LU Xinxuan, YANG Yan

(School of Electronic and Information Engineering, Lanzhou Jiaotong University, Lanzhou 730070, China)


Abstract: Aiming at the inaccurate transmission estimation problem of dark channel prior image dehazing algorithm in the sudden change area of depth of field and sky area, a dehazing algorithm using adaptive dark channel fusion and sky compensation is proposed. Firstly, according to the characteristics of minimum filtering of large window scale and small window scale in the dark channel prior, the fused dark channel is obtained by weighted fusion of the approximate depth of field relationship, thus obtaining the primary transmission.

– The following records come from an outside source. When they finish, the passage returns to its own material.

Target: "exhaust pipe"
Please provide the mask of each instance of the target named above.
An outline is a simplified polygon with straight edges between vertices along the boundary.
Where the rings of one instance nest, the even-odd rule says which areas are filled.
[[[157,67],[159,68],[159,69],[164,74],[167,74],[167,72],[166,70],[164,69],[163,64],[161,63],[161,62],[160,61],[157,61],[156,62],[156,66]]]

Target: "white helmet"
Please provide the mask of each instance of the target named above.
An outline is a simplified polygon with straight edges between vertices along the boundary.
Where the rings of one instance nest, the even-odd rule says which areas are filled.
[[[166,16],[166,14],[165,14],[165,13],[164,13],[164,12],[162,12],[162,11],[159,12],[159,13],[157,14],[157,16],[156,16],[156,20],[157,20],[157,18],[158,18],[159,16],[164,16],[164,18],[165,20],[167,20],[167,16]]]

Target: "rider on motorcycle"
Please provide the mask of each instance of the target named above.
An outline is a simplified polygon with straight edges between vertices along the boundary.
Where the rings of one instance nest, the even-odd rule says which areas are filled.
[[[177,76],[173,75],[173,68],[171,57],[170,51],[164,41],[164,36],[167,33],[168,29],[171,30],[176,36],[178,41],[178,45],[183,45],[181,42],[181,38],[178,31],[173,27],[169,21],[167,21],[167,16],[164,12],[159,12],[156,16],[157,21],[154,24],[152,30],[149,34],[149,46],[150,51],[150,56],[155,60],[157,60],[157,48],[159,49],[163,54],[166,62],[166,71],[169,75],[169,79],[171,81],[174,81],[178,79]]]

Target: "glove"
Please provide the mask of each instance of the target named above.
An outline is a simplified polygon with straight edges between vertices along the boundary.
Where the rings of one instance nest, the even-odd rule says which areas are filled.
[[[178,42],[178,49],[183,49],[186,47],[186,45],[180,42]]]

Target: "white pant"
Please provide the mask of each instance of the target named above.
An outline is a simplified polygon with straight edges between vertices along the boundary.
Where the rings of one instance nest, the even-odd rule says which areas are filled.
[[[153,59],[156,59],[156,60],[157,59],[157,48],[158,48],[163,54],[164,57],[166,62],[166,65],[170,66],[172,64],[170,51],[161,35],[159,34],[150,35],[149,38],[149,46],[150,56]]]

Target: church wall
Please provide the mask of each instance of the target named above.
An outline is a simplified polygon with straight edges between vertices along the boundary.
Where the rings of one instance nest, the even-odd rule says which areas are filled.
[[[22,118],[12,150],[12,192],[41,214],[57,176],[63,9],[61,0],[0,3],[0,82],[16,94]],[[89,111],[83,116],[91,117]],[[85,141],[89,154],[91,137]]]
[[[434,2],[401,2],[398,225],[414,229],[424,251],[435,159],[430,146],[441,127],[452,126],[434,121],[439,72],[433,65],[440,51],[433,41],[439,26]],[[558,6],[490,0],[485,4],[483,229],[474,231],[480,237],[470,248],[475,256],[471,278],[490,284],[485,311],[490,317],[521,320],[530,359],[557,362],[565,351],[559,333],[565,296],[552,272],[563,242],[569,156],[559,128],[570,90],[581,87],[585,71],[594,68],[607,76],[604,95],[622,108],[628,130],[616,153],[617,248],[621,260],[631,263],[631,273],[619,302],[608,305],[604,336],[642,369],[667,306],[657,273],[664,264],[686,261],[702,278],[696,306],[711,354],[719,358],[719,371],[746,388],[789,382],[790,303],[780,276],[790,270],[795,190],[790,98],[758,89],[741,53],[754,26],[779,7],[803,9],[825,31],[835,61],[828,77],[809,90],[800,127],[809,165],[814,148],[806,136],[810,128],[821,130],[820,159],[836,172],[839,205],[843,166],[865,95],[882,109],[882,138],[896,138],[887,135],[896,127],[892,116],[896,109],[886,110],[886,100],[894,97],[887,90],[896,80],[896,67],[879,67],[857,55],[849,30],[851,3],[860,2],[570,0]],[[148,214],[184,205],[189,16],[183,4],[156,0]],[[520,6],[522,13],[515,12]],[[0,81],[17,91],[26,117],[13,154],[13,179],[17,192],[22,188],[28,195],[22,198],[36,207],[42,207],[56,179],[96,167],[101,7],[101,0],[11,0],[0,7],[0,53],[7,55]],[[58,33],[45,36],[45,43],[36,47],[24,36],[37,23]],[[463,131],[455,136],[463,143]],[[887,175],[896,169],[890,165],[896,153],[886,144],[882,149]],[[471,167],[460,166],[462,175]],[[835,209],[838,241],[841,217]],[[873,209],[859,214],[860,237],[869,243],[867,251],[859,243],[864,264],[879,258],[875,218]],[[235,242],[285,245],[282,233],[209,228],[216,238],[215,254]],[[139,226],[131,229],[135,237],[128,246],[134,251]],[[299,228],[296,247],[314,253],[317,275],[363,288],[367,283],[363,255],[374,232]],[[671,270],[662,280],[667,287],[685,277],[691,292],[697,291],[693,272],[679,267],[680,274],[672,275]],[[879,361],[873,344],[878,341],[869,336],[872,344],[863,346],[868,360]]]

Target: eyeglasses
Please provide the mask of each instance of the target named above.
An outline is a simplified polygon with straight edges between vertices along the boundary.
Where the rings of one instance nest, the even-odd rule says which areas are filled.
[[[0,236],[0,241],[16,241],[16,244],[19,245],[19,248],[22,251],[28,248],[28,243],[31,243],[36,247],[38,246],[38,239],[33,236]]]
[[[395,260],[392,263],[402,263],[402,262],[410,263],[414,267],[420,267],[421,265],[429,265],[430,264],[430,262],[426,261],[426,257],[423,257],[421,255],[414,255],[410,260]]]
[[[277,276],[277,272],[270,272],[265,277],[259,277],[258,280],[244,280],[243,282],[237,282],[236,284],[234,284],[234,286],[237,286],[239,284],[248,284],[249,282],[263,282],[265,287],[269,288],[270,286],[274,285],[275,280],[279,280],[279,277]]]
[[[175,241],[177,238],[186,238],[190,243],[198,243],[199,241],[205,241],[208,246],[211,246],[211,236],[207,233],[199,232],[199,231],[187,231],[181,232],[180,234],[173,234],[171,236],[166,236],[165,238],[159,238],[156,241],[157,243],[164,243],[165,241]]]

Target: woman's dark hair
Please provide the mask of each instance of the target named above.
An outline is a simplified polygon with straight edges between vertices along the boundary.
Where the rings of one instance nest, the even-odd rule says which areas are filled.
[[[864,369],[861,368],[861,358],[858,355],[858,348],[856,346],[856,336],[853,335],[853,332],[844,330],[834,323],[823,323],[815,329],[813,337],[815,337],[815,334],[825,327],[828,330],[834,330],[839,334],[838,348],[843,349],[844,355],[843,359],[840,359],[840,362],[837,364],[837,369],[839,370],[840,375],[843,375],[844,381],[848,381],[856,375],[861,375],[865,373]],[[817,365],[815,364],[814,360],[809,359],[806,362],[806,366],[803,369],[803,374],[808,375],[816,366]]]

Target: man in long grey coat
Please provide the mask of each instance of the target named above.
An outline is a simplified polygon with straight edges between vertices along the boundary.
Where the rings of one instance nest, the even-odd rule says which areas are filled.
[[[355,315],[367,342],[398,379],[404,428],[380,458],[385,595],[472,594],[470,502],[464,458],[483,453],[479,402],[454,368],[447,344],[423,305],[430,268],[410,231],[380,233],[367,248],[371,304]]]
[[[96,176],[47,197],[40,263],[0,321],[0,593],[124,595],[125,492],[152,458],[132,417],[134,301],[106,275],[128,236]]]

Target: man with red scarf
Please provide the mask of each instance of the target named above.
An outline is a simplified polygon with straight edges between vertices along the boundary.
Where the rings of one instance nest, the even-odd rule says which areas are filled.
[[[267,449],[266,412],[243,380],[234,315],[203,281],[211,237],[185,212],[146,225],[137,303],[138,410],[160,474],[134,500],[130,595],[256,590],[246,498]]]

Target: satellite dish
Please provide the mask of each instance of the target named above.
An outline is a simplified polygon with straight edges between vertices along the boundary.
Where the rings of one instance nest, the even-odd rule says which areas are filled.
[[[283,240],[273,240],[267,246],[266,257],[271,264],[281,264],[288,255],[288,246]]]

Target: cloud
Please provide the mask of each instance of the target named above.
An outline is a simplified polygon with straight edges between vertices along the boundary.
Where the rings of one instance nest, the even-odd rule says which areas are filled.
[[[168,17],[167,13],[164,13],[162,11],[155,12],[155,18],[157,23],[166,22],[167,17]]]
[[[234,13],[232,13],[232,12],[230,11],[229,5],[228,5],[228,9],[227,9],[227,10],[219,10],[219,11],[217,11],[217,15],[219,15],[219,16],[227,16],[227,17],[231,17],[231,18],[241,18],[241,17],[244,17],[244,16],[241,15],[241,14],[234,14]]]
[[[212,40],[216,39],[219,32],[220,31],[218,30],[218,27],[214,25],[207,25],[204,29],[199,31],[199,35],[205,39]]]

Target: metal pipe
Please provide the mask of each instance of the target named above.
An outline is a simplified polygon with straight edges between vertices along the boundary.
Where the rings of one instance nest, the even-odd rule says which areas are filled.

Secondly, use the down-sampling to optimize the primary transmission combined with gray scale image of haze image by fast joint bilateral filtering, then restore the original image size by up-sampling, and the compensation of the Gaussian function is used in the sky area to obtain corrected transmission. Finally, the improved atmospheric light is combined with atmospheric scattering model to recover haze-free image. Experimental results show that the algorithm can recover a large amount of detailed information of the image, obtain high visibility, and effectively eliminate the halo effect. At the same time, it has a better recovery effect on bright areas such as the sky area.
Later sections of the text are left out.